During the course of my “thereminist” career (albeit more as a builder than a player), I realized one fundamental aspect: the theremin is as alive and full of personality as any acoustic instrument.
But what does a good theremin sound like?
It is not easy to describe the sound of a good theremin in words.
We can say that its inventor described it as an instrument capable of reproducing the tones of bowed instruments or the human voice.
I suggest you listen to the CD The Art of the Theremin made by Clara Rockmore: the higher tones of her theremin (which was built by the inventor himself in the 1930’s) are strikingly similar to those of the well-modulated voice of a soprano, whereas the lower tones are the same as those of a ‘cello.
The RCA theremins traded in the 1930s also have a timbre that is very similar to that of a ‘cello.
The sound of modern theremins is slightly worse than that of their predecessors.
For example, the Etherwave of Big Briar (a company founded by the mythical Robert Moog) has a waveform control knob that allows the creation of sounds ranging from those of bowed instruments or the human voice to more exquisitely “synthetic” sounds, but it lacks the clarity and vivacity of the vintage models. Nevertheless, I think that the Etherwave is a good starting point for anyone who wants to begin practicing the art of the theremin.

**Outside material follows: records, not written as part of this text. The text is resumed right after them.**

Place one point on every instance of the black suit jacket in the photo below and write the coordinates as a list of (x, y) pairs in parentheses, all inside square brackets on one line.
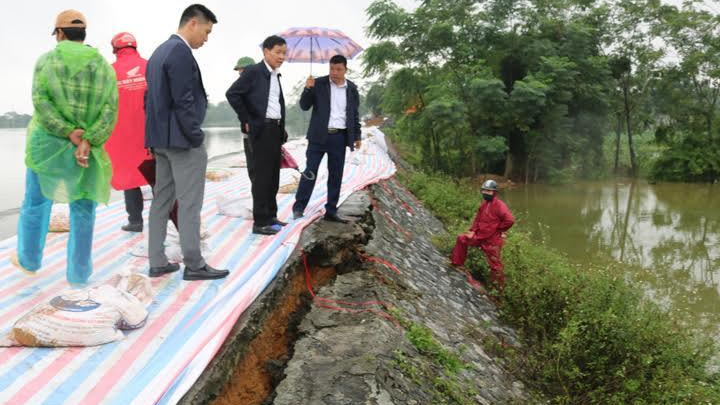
[(248, 96), (318, 98), (175, 100)]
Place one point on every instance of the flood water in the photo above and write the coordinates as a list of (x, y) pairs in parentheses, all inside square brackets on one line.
[(666, 237)]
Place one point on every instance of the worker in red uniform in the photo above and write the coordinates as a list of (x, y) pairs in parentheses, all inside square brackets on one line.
[(133, 165), (126, 145), (488, 232)]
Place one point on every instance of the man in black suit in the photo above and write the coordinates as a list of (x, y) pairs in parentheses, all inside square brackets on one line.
[(257, 99), (175, 106), (334, 125)]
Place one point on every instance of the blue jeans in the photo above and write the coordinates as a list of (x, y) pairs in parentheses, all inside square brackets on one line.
[(33, 227)]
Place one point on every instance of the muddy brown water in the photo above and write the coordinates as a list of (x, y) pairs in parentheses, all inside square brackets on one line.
[(666, 237)]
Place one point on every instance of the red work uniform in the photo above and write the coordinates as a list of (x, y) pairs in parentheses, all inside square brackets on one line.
[(126, 145), (492, 219)]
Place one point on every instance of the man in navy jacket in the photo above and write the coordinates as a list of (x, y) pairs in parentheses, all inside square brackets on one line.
[(175, 105), (334, 125), (258, 101)]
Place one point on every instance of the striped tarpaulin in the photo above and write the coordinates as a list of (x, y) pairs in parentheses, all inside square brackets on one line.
[(188, 320)]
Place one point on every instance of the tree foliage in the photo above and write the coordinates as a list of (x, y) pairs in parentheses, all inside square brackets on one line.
[(531, 89)]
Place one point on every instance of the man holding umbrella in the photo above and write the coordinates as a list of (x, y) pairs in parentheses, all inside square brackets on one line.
[(334, 125), (240, 66)]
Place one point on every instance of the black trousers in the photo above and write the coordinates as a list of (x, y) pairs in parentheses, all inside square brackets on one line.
[(249, 158), (334, 147), (134, 205), (266, 151)]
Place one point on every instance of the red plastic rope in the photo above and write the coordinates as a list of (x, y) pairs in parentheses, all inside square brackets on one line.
[(308, 283)]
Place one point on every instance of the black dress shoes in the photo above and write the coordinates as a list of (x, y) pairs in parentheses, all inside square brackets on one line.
[(204, 273), (159, 271), (132, 227), (276, 221), (335, 218), (266, 230)]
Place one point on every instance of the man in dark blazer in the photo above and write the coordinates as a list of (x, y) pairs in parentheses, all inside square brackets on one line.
[(334, 125), (175, 106), (258, 101)]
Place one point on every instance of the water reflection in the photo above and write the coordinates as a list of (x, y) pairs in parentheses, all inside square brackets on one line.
[(665, 235)]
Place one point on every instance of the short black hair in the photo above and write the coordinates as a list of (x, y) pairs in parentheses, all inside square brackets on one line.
[(197, 11), (273, 40), (338, 59), (74, 33)]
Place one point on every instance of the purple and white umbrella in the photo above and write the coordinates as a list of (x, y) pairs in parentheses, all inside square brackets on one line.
[(317, 44)]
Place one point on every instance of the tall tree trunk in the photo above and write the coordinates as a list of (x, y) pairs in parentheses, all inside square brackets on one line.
[(633, 159), (708, 118), (618, 134), (626, 222)]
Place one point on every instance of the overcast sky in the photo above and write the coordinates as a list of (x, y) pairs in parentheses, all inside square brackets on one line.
[(242, 25)]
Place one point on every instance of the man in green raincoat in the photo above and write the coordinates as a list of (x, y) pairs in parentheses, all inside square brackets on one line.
[(75, 99)]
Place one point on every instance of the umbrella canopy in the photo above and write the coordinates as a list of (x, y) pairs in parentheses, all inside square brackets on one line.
[(317, 44)]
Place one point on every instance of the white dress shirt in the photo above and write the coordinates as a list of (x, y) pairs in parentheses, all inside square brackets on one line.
[(273, 110), (338, 105)]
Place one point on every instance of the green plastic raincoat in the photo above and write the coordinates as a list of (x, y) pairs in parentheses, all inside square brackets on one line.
[(73, 87)]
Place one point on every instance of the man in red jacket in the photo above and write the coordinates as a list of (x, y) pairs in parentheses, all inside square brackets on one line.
[(126, 145), (493, 219)]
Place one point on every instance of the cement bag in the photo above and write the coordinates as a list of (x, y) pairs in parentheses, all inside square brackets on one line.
[(60, 218), (86, 317), (234, 207)]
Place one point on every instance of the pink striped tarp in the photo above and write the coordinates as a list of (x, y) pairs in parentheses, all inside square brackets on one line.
[(188, 320)]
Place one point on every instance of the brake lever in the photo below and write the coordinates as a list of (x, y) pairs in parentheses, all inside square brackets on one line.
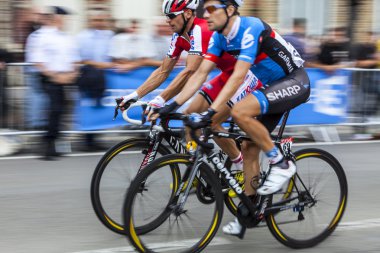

Lydia Kavina’s theremin (built in England by the engineer Anthony Henk) is an excellent instrument with a practically infinite range and optimal linearity: in brief, a professional instrument. But even this lacks something in terms of quality as the generated sound still has an over-synthetic flavor. Nevertheless, it certainly has its own personality and, when you listen to it, you have no doubt that you are listening to the theremin of Lydia Kavina.
At a cost of $3,500, the latest Big Briar instrument (called Ethervox) is highly professional and its MIDI controls offer all of the benefits of MIDI technology: digitally generated sounds, the implementation of movement-controlled musical sequences, automatic pitch control and the possibility of using external MIDI modules.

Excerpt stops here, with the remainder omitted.